Once the asset has been deposited or securely stored, the asset holder initiates a valuation process to document the value of the On-chain asset. Given the multitude of asset types in the world, including real estate, vehicles, and artworks, each category of assets is typically assessed by a dedicated professional valuation company.

Apart from asset valuation, the service provider also needs to conduct a risk assessment related to the asset, covering areas such as legal risks, liquidity, and sustainability, among others.

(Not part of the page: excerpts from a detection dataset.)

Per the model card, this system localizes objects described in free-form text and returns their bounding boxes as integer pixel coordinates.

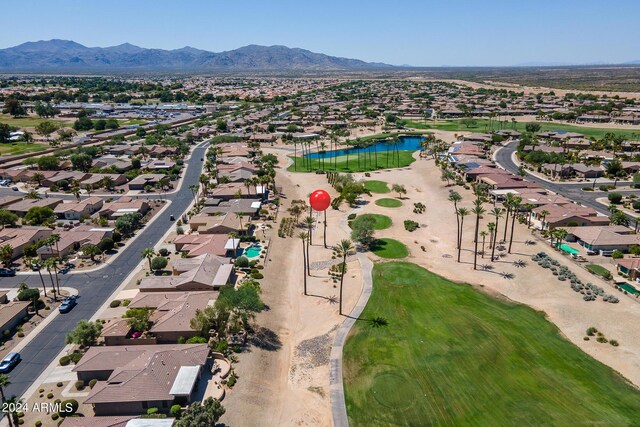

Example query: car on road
[58,295,78,313]
[0,268,16,277]
[0,351,22,374]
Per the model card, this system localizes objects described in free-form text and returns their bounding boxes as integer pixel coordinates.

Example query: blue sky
[0,0,640,66]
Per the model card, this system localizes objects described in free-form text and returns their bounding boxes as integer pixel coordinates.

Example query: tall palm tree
[298,231,309,295]
[489,208,503,262]
[140,248,156,271]
[304,215,315,245]
[449,191,462,251]
[333,239,355,315]
[44,258,58,301]
[25,258,47,298]
[507,196,522,253]
[47,234,60,258]
[456,208,471,262]
[471,199,486,270]
[0,374,11,403]
[480,230,489,258]
[236,212,244,237]
[540,209,551,231]
[487,222,496,249]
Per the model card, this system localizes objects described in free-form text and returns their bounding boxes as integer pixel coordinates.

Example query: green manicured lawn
[351,214,391,230]
[0,142,49,156]
[287,151,416,172]
[344,262,640,426]
[586,264,611,278]
[364,180,391,193]
[0,114,71,128]
[369,238,409,258]
[407,119,640,139]
[376,198,402,208]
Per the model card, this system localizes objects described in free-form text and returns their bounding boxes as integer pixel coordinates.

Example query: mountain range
[0,39,392,72]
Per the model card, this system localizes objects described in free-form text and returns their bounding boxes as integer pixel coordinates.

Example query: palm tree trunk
[507,216,516,253]
[491,217,498,262]
[322,209,327,249]
[340,253,347,316]
[38,267,47,298]
[473,215,480,270]
[458,217,464,262]
[502,208,511,242]
[302,239,307,295]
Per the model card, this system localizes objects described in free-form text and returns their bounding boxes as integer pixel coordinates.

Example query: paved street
[0,144,208,396]
[495,141,640,219]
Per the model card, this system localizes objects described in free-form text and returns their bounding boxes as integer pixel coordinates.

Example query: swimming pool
[556,243,580,255]
[242,243,262,258]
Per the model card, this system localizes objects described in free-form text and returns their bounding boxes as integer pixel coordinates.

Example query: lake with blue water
[305,136,423,159]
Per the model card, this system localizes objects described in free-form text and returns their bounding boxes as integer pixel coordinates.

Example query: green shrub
[59,399,79,417]
[187,337,207,344]
[215,340,229,353]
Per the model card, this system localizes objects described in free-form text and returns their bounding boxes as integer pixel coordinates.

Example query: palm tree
[304,215,315,245]
[140,248,156,271]
[44,258,58,301]
[298,231,309,295]
[507,196,522,253]
[456,208,471,262]
[6,396,24,426]
[236,212,244,233]
[47,234,60,258]
[29,258,47,298]
[487,222,496,249]
[0,374,11,403]
[333,239,355,315]
[540,209,551,231]
[480,230,489,258]
[471,199,486,270]
[449,191,462,249]
[489,208,504,262]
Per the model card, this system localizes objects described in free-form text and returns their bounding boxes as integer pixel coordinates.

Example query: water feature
[242,243,262,258]
[305,136,423,159]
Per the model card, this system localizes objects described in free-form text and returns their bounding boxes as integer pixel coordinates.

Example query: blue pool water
[242,243,262,258]
[305,136,422,159]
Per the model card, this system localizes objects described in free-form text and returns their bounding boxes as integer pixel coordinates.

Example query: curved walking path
[329,203,373,427]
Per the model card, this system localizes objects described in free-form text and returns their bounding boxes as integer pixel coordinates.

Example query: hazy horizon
[0,0,640,67]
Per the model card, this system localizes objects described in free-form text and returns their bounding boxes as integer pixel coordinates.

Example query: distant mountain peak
[0,39,391,72]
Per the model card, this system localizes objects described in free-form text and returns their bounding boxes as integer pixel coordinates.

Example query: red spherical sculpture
[309,190,331,211]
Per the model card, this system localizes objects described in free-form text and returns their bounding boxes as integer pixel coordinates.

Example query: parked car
[0,268,16,277]
[0,352,22,374]
[58,295,78,313]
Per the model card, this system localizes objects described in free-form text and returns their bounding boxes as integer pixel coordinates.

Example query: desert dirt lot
[222,149,640,425]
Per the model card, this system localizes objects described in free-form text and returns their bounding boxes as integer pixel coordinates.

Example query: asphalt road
[495,141,640,219]
[0,144,208,402]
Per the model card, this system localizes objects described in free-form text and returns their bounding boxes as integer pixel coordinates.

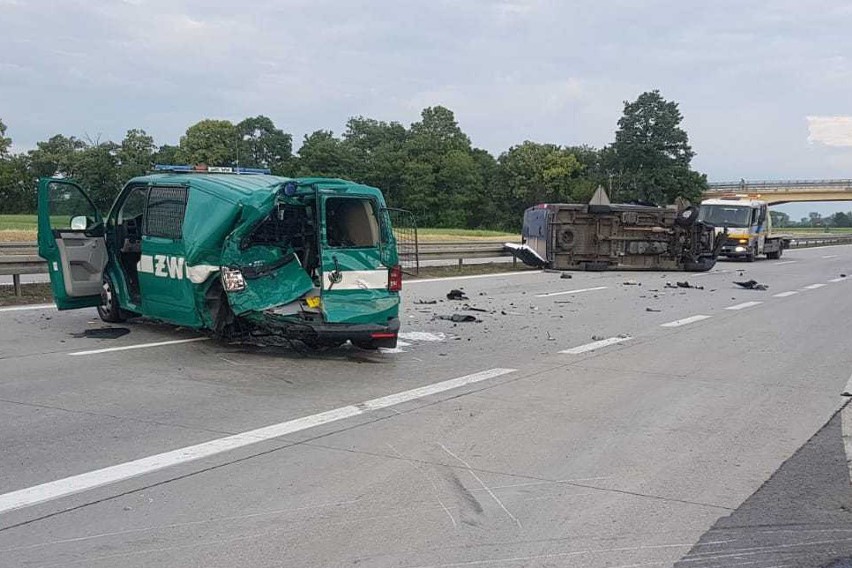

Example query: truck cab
[38,166,402,348]
[698,195,789,262]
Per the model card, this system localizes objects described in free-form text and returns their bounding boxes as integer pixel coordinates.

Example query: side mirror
[71,215,89,231]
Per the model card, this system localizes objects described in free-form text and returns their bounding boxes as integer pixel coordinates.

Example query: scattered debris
[447,289,470,300]
[435,314,481,323]
[734,280,769,290]
[665,280,704,290]
[71,327,130,339]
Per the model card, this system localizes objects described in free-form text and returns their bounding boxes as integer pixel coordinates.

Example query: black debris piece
[734,280,769,290]
[71,327,130,339]
[447,289,470,300]
[435,314,480,323]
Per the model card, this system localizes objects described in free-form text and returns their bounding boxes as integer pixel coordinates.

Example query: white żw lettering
[154,254,169,278]
[166,256,183,280]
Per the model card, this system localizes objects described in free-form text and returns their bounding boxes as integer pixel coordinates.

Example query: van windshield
[325,197,381,248]
[698,205,751,227]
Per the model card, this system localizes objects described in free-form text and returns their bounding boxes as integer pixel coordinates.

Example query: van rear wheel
[98,272,127,323]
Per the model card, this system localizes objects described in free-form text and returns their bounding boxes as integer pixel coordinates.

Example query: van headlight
[222,266,246,292]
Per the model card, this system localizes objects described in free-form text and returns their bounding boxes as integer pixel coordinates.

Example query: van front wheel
[98,272,127,323]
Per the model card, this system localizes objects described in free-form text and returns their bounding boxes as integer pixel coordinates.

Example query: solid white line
[660,315,711,327]
[725,302,763,310]
[535,286,607,298]
[772,290,798,298]
[560,336,632,355]
[402,270,542,288]
[0,369,515,514]
[69,337,210,355]
[0,304,56,312]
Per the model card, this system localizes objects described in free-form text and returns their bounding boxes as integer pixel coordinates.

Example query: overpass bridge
[702,179,852,205]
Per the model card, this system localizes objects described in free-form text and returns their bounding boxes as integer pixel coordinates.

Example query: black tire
[98,271,127,323]
[675,205,698,227]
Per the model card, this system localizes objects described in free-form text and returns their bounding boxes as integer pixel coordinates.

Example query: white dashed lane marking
[0,369,515,514]
[535,286,607,298]
[660,314,711,327]
[725,302,763,310]
[560,336,631,355]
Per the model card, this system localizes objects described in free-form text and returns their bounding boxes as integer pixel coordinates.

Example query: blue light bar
[154,164,272,175]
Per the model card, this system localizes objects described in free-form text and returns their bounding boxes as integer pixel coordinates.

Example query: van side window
[144,187,186,240]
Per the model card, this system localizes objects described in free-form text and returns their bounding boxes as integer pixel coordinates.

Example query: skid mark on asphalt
[440,444,523,528]
[560,335,632,355]
[0,368,515,514]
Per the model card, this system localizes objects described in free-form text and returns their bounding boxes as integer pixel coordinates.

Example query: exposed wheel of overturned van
[675,205,698,227]
[98,271,127,323]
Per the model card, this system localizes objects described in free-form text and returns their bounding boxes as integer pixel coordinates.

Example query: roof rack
[154,164,272,175]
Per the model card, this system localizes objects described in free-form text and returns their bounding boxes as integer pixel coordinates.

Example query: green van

As of now, in the DeFi market, there are no prominent projects operating in this particular domain. Nevertheless, in the traditional market, valuation activities are usually carried out by major auditing firms such as Deloitte, Ernst & Young (E&Y), PricewaterhouseCoopers (PwC), and Klynveld Peat Goerdeler (KPMG).

Legal

The legal sector plays an important and complex role in converting Real World Assets (RWA) into tokenized form in the DeFi market. Each country has its own legal system and each type of asset is subject to specific regulations. Therefore, the DeFi market cannot currently operate globally, due to the lack of connectivity and unification in the legal framework of this market.

This problem is not to mention the contradiction between DeFi and traditional markets. DeFi does not require identity verification and respects privacy, while traditional markets require identity verification as mandatory when trading high-value assets.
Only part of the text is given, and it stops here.